Pray for the caretakers. Pray for the Lord of all comfort to be so real to them, and for the wisdom, stamina and faith they will need to care for these children.
Encourage
If you pray for someone you know doing foster care, reach out and tell them. Let them know you see them and you care.
Be Hands On
As a single foster mom to young kids, the number one thing I long for is a night off of bedtimes. Some states have strict rules about who can care for foster children, others, not so much. But offer those foster parents a break. You might need to be creative depending on the regulations but trust me…it will speak volumes that words never will be able to.
Listen and Offer Empathy
Guaranteed, every family caring for foster children has had some rather harrowing experiences during their journey. Part of how we make sense of those experiences and continue to move on is to share our stories. Take those parents out, show them you care and are genuinely interested, and let them tell their stories. Also, please assure confidentiality. As much as we need to talk, we are also fiercely protective of our kiddos’ stories.
Hand in hand with listening is to trust the story you are told. No one knows the journey of foster care better than those living it. When those living the journey celebrate a win, celebrate it with them (even if you don’t quite get why it’s a win). And when they’re overwhelmed by difficulties, offer empathy and validation.
Many challenges of foster care happen within four walls and behind closed doors; from the outside, life can look normal. Kids can seem healthy and functional. But rarely are kids in foster care operating at their prime, and the families live that reality.
Offer Community
Foster children bring additional needs with them, some visible, some not so visible. Those needs can be challenging, timeconsuming and exhausting. Often, it’s just easier to stay home than try to grapple with those needs in public. But foster families need community. Be that community. Don’t give up on inviting them. Including them. Loving on them. Your investment will not go unreturned.
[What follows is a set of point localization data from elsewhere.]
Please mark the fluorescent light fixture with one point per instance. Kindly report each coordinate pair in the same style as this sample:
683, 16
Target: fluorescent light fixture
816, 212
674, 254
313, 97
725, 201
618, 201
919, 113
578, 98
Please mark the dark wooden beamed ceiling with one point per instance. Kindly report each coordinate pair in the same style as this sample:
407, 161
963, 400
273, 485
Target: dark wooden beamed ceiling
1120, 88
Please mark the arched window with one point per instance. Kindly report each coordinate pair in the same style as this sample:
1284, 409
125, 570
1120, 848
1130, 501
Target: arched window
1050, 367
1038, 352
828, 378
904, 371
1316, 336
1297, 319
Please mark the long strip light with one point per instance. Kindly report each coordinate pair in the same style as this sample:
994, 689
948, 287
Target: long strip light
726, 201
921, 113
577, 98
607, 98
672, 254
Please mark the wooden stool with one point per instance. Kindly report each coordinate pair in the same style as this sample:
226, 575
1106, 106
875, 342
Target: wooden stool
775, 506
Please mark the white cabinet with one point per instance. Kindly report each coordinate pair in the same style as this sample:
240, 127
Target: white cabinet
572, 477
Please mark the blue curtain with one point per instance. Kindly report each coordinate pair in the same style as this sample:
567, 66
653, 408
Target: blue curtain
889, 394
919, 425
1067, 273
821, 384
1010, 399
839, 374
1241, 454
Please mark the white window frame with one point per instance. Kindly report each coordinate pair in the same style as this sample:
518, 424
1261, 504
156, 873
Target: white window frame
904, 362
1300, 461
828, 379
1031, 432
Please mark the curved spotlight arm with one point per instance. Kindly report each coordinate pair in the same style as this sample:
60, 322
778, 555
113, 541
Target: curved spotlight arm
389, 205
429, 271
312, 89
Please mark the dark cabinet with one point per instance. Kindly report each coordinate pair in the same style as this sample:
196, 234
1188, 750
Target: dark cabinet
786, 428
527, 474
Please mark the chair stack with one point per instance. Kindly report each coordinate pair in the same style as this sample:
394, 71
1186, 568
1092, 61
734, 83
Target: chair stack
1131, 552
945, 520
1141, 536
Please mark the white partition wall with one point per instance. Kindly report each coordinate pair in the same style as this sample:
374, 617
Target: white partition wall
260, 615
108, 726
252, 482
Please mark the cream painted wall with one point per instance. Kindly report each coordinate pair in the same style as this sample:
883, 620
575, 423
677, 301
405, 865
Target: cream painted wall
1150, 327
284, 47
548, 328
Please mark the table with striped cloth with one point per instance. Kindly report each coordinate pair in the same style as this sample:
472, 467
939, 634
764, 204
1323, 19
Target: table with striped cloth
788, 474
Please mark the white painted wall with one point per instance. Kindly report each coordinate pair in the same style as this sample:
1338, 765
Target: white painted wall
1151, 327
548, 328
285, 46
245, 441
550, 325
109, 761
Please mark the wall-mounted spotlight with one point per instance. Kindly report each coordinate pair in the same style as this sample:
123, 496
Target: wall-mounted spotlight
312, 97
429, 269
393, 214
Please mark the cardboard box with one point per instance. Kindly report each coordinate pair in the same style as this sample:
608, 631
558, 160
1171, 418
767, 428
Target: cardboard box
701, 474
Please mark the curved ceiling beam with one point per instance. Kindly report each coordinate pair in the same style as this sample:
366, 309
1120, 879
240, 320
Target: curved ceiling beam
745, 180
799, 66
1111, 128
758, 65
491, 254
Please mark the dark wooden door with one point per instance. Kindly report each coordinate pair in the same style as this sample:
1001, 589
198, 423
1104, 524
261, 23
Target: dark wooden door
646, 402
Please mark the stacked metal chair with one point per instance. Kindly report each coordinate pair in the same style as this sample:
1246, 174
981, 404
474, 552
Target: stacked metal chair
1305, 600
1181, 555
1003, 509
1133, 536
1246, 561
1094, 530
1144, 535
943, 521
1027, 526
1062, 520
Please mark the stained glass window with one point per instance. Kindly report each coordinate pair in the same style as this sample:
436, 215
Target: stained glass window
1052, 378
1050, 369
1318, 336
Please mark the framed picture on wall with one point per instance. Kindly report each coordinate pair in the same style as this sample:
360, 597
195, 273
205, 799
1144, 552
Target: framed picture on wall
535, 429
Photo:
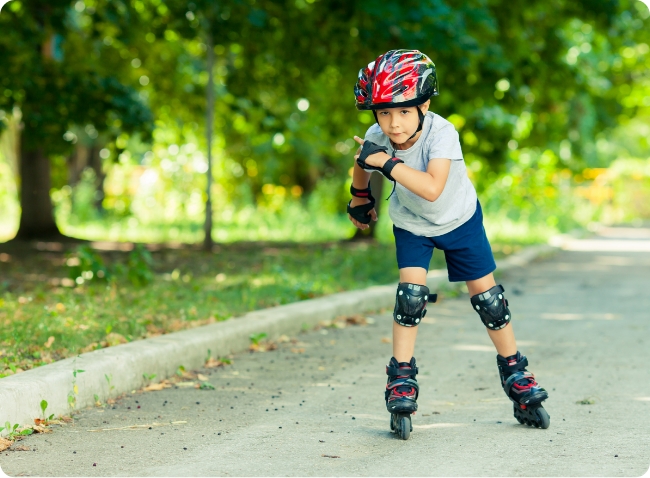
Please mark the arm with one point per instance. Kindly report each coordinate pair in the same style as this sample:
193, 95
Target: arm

And when they do show up? Welcome them (and their children) with open arms.
My story is both incredible and, at the same time, it is not. To the end that it glorifies the Lord and bears witness to his incredible grace, power and love, it is unparalleled. And yet, to the degree that it makes me out to be anything other than a sinner saved by grace, it is quite ordinary. In the end, my story is one of obedience. Of going where the Lord leads; of submitting plans to him; of being open to his leading; of coming back to him each time I stray and trust him to receive me, remake me, use me.
For reasons known only to him, the Lord put me on this path as the one that would best glorify him. Whatever the specifics of your path, the mandate to care for the fatherless is clear. Wherever and however the Lord might use you, there is no greater joy than helping the little children come unto Jesus.